Without a good answer to the third question the first two start to wobble. If you have nothing to hope for then rejecting reality has no cost. Yet before we sprint into hope-fantasy-land we need to see how these questions interlock. There is a big difference between hoping for something with no foothold in reality and hoping for something grounded in the actual conditions of the world you inhabit and the possibilities that genuinely exist within it.
This is where hope becomes different from optimism. Optimism is the belief that things will turn out fine in the end. It is passive, like sunbathing on the Titanic as it sinks and saying these things probably work themselves out. Hope is active. It is not just a feeling but an orientation to both the present and the future. It is the recognition that the world could become better and that your desire for that better world matters.
Imagine someone who once held a picture of how life was meant to unfold. The steady career path. The partner and kids behind the white picket fence. The long awaited trip to a Disneyland. But reality diverged from the movie in their mind. Their career stumbled, their family split, and Disneyland, turns out to be, a bit of a shithole. So they protected themselves by retreating into cynicism. If you expect nothing, you cannot be disappointed.
The problem here is not that the universe is meaningless. It is that their hope was miscalibrated. Their image of the future was detached from how the world actually functions. When the world refused to conform, they responded by refusing the future altogether.

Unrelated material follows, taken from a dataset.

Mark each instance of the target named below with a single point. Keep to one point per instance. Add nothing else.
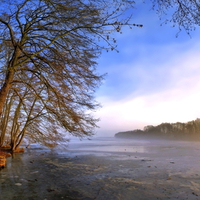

For Bloch, this disappointment is not a sign that hope is foolish. It is a moment of clarity. It shows the gap between how one imagined the world to be and how it actually is. Disappointment sharpens perception. It forces a recalibration of one’s understanding of reality so that future hope can be rooted rather than imagined. Think back to those questions, what can I know? What ought I do?
Hope, for Bloch, is never passive. It is a cognitive-practical stance. A way of noticing real potentials in the world. The world is not finished. Nature and history are full of tendencies and possibilities that haven’t reached their fuller expression. Bloch calls this the “Noch-Nicht” or the not yet.
Hope is ontological. The world itself is unfinished. Things are what they are and also what they might become.
Hope is cognitive. It is not blind faith but a kind of knowledge. A sensitivity to real openings and trajectories that are already present in art, in social life and in our everyday experiences.
Hope is practical and political. It demands action. Bloch saw it as inseparable from efforts to create a more human world grounded in dignity, freedom and solidarity.
Put more simply, hope is a way of understanding that the present is not complete. There are potentials within existence that have not yet been realised. Bloch uses not yet in many senses. Not actual now. Actual but not yet fully determined. Still not. Expected but unrealised. Conceivable now but not yet possible. Present in a problematic way but still to come in its realisation.
Hope is the consciousness of these not yet forms. It is the refusal to accept the present as the limit of what reality can be, paired with the responsibility to discern which possibilities are genuine and which are fantasies detached from how the world actually works.
So maybe that quiet sense that something in your life or in the world is missing is not a sign that something has gone wrong. Maybe it is the faint signal of the not yet. A reminder that the present is not finished with you and you are not finished with it either.